Be it enacted by the Senate and House of Representatives in General Court assembled, and by the authority of the same, as follows:
SECTION 1. The General Laws are hereby amended by inserting after chapter 140E the following chapter:- CHAPTER 140F UNSOLICITED LOAN CONSUMER PROTECTION
Section 1. For the purposes of this chapter the following words shall have the following meanings, unless the context clearly requires otherwise:- “Addressee”, the intended recipient of an unsolicited loan instrument. “Commissioner”, the commissioner of banks. “Unauthorized use”, negotiation of an unsolicited loan instrument by a person other than the addressee who does not have actual, implied or apparent authority for the negotiation and from which the addressee receives no benefit. “Unsolicited loan instrument”, a negotiable check, money order, draft or other instrument that may be used by a consumer to activate a loan which was not solicited by the consumer.

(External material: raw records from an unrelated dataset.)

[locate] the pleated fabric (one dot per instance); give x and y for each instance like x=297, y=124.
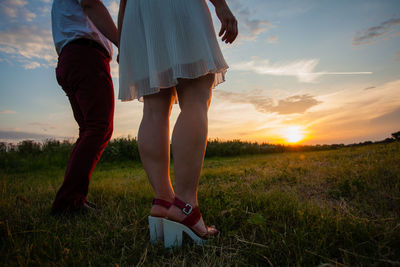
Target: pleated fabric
x=163, y=40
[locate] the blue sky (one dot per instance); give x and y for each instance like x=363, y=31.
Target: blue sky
x=326, y=71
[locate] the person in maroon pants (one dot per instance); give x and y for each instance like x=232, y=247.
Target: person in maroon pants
x=83, y=33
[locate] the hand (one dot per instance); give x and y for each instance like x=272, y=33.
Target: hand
x=229, y=28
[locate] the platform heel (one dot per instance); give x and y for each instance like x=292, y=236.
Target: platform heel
x=173, y=231
x=156, y=229
x=156, y=223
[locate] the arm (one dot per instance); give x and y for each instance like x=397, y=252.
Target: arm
x=228, y=21
x=121, y=14
x=100, y=17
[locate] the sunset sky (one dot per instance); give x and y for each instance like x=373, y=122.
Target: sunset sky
x=314, y=71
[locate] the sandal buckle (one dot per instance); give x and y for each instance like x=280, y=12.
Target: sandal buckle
x=187, y=209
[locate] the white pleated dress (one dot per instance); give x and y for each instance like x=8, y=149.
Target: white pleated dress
x=163, y=40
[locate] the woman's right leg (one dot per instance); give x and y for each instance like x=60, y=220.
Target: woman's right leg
x=153, y=143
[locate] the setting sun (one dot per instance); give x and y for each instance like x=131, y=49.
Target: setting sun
x=293, y=134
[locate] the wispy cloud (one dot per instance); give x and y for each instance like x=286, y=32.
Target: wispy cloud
x=249, y=27
x=372, y=34
x=272, y=39
x=16, y=9
x=292, y=105
x=28, y=45
x=303, y=70
x=7, y=111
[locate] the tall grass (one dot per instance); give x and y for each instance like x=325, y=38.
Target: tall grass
x=308, y=208
x=29, y=155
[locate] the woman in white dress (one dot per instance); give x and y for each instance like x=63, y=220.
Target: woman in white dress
x=169, y=53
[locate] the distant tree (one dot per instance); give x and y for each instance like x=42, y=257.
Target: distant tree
x=396, y=135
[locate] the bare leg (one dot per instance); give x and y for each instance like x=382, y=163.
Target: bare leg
x=153, y=143
x=189, y=141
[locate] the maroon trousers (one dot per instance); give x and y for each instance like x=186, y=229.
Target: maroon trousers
x=83, y=71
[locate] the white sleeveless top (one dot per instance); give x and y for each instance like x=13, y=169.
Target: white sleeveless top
x=163, y=40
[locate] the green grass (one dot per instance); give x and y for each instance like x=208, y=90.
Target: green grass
x=338, y=207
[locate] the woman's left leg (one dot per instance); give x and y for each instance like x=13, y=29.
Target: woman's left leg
x=153, y=143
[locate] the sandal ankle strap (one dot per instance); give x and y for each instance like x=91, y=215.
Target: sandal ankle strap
x=161, y=202
x=193, y=214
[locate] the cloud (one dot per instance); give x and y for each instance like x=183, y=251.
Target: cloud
x=372, y=34
x=8, y=112
x=389, y=118
x=249, y=27
x=272, y=39
x=32, y=65
x=354, y=114
x=292, y=105
x=16, y=9
x=28, y=44
x=303, y=70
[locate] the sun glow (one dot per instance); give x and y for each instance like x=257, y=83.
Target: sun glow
x=293, y=134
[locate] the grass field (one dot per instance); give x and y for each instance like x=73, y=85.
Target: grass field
x=327, y=208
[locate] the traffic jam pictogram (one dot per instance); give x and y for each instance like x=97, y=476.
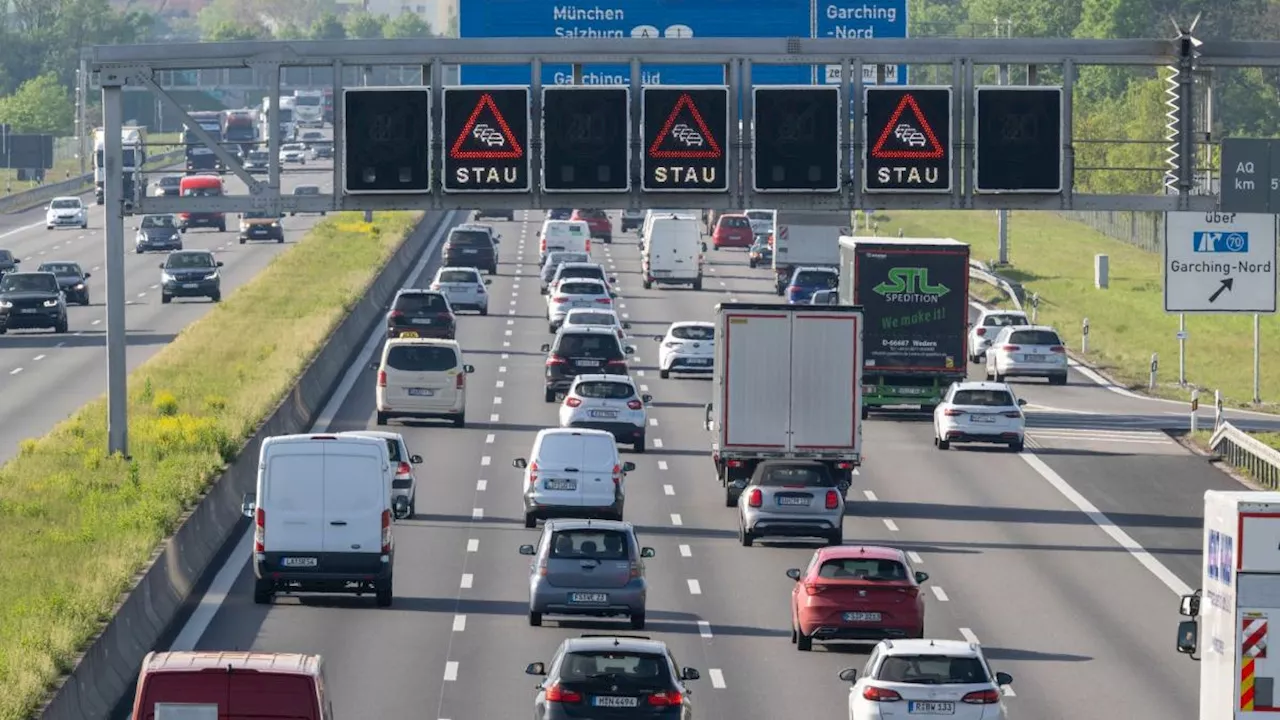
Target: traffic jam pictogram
x=908, y=139
x=489, y=131
x=685, y=130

Section 2. No unsolicited loan instrument shall be issued except in response to a request or application; provided, however, that this section shall not prohibit a financial institution from advancing money or credit in accordance with law and pursuant to a customer relationship, as defined in the Gramm-Leach-Bliley Act of 1999 15 U.S.C. section 6809 (11) or a valid mortgage or loan agreement.

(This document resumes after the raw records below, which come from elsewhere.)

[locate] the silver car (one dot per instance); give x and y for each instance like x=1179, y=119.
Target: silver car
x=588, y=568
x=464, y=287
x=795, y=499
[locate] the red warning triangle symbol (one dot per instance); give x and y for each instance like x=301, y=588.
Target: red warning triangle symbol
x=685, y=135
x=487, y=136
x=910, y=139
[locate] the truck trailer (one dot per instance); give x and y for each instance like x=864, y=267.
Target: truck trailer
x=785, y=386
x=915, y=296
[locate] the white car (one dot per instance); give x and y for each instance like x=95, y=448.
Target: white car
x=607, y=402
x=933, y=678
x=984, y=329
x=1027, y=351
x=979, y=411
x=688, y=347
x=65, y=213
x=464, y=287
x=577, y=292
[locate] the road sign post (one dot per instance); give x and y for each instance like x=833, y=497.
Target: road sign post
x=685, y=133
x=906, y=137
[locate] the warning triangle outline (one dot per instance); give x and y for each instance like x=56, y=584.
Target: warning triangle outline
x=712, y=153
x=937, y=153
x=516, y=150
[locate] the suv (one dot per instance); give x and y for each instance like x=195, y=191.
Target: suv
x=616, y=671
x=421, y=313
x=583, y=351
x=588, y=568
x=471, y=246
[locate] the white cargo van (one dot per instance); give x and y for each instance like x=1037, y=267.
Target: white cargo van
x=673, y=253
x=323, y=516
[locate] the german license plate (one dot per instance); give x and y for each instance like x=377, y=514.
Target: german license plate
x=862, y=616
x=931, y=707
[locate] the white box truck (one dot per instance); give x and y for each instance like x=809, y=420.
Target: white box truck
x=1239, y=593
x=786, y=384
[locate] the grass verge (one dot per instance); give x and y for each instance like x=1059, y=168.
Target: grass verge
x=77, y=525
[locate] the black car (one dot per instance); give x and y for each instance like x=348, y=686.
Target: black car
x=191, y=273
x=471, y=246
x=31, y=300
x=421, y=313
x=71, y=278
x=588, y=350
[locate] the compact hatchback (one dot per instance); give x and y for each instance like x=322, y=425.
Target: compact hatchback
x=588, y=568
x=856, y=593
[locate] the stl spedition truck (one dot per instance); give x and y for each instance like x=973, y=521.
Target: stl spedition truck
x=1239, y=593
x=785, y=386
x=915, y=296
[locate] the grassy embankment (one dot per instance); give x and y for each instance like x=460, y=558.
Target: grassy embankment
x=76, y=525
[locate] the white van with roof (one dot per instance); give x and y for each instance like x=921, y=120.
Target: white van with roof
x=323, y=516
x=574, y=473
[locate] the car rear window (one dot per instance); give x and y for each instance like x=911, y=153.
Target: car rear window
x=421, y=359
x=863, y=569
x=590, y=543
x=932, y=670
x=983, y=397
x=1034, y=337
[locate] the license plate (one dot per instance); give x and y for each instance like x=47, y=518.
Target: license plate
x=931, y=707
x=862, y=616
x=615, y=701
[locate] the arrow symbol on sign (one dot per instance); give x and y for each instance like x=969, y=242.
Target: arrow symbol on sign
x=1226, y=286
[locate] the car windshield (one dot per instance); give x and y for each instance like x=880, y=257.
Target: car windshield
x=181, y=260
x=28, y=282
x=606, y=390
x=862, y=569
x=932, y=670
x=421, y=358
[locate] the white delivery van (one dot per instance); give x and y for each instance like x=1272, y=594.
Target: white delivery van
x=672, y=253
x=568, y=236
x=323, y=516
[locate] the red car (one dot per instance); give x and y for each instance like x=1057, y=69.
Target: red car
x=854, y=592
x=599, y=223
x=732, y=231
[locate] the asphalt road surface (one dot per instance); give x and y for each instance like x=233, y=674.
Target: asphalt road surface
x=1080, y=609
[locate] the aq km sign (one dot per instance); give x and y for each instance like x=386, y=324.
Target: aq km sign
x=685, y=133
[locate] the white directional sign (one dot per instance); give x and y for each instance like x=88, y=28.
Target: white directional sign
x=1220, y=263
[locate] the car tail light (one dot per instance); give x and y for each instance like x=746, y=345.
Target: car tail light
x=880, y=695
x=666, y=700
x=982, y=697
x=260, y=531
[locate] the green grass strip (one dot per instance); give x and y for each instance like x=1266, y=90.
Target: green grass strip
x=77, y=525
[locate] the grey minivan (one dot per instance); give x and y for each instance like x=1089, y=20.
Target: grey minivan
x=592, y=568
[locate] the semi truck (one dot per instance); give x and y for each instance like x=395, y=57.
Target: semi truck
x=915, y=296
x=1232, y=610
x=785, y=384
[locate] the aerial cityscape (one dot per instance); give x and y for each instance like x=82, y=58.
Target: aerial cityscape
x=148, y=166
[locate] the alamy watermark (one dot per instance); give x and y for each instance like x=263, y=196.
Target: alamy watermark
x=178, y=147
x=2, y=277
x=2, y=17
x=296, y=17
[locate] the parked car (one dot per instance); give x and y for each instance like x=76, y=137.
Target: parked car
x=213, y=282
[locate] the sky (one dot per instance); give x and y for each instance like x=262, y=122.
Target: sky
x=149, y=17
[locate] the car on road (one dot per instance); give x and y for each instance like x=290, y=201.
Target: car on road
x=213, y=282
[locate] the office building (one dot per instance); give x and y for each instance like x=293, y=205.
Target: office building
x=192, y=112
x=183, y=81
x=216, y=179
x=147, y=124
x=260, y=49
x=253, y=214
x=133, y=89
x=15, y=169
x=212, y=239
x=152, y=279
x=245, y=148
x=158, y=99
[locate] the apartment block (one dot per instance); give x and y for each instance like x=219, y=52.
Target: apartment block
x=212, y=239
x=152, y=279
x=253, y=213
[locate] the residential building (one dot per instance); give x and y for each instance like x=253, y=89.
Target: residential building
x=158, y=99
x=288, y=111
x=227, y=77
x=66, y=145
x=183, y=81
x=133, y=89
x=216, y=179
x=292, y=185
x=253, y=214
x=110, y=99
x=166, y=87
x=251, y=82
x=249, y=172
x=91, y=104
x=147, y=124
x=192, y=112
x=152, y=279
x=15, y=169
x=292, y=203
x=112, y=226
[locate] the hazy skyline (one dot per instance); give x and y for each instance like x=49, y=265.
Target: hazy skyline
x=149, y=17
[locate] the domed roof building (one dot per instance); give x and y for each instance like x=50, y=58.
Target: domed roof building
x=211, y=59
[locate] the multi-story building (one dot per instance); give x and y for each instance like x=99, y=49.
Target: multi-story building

Section 3. If a an unsolicited loan instrument is negotiated, the obligor shall have the right to rescind the contract within 10 days of the date that a negotiable instrument is cashed by notifying the financial institution or lender and returning the entire amount of the loan pursuant to the negotiable instrument.
Section 4. An addressee shall not be held liable for any debt incurred by an unauthorized use or fraudulent negotiation of an unsolicited loan instrument by a party other than the addressee. In the event of an unauthorized use or fraudulent negotiation of an unsolicited loan instrument, the issuing institution shall: (1) provide the addressee with a written statement releasing the addressee of liability for the debt; (2) take steps in accordance with the rules and regulations of the commissioner to repair an adverse effect to the addressee’s credit rating as a result of the unauthorized use or fraudulent negotiation; and (3) provide the addressee with a written statement informing the addressee that the steps have been or will be taken.
Section 5. A financial institution or lender shall not transfer funds held in an account of the addressee in the financial institution as a consequence of a default of a debt owed to the institution as a result of the unauthorized use or fraudulent negotiation of an unsolicited loan instrument.
Section 6. A person or entity that knowingly sends an unsolicited loan instrument as provided under section 2 shall be punished by a fine of not more than $5,000 for each violation.
Section 7. The commissioner shall adopt rules and regulations as are necessary to implement this chapter.
Section 8. A violation of this chapter, or any rule or regulation issued hereunder, shall constitute an unfair or deceptive act under chapter 93A.
SECTION 2. Chapter 266 of the General Laws is hereby amended by inserting after section 33A the following section:- Section 33B.
(a) For purposes of this section the following words shall have the following meanings, unless the context clearly requires otherwise:- “Negotiates”, to convert into cash or equivalent value. “Unsolicited loan instrument”, a negotiable check, money order, draft or other instrument that may be used by a consumer to activate a loan which was not solicited by the consumer.
(b) Whoever knowingly and fraudulently negotiates an unsolicited loan instrument shall be punished by imprisonment in the house of correction for not more than 2 ½ years or in the state prison for not more than 5 years or by a fine of not more than $25,000, or by both such fine and imprisonment.